“They are not books; they are rolls, and you unroll them very slowly, and see curious things, pictures that move over the paper—”

Boom!

They started. Mark lifted his spear, Bevis his bow. A deep, low, and slow sound, like thunder, toned from its many mutterings to a mighty sob, filled their ears for a moment. It might have been very distant thunder, or a cannon in the forts far away. It was one of those mysterious sounds that are heard in summer when the sky is clear and the wind soft, and the midsummer hum is loud. They listened, but it did not come again.

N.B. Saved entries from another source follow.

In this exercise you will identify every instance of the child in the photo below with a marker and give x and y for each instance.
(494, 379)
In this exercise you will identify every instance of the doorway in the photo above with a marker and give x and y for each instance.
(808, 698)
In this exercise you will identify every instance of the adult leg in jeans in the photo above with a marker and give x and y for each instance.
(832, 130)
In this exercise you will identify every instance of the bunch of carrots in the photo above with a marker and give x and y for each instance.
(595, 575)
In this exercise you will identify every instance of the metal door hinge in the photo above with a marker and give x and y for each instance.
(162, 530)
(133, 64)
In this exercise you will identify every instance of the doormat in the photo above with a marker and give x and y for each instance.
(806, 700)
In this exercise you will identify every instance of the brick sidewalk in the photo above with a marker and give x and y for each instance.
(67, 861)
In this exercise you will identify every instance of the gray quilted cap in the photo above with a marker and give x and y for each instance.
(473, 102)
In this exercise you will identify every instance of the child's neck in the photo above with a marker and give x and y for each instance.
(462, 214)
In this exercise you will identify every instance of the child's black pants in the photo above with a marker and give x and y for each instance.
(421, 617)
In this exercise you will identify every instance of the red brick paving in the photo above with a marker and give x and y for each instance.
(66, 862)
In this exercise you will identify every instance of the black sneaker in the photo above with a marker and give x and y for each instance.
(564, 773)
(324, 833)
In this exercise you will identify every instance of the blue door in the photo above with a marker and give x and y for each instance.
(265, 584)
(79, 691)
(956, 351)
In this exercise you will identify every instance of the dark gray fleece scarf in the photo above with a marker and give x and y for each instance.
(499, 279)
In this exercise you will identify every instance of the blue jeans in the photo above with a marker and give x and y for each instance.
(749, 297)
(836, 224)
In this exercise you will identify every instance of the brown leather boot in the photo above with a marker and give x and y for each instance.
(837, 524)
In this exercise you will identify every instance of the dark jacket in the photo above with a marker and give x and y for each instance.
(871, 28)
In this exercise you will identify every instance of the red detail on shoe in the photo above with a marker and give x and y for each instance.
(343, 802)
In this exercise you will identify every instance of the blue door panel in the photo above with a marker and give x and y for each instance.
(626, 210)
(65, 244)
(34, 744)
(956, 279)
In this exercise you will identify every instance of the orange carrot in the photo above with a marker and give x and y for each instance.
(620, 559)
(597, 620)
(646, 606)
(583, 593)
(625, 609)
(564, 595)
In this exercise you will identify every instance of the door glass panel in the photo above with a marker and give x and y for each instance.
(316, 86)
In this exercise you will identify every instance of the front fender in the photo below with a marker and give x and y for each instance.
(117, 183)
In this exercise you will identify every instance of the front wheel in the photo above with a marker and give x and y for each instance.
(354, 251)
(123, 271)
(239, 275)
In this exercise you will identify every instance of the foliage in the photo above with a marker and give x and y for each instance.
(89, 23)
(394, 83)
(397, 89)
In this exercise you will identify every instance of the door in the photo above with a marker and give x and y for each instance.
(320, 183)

“What was that?” said Mark at last.

“I don’t know; of course it was something magic.”

“Perhaps they don’t like us coming into these magic places,” said Mark. “Perhaps it is to tell us to go away. No doubt Pan is eaten.”

“I shall not go away,” said Bevis, as the boom did not come again. “I shall fight first;” and he fitted his arrow to the string. “What’s that!” and in his start he let the arrow fly down among the thistles.

It was Pan looking down upon them from the edge above, where he had been waiting ever since they first called him, and wondering why they did not see him. Bevis, chancing to glance up defiantly as he fitted his arrow to shoot the genie of the boom, had caught sight of the spaniel’s face peering over the edge. Angry with Pan for making him start, Bevis picked up a stone and flung it at him, but the spaniel slipped back and escaped it.

“Fetch my arrow,” said Bevis, stamping his foot.

Mark went down and got it. As he came up the sandy slope he looked back.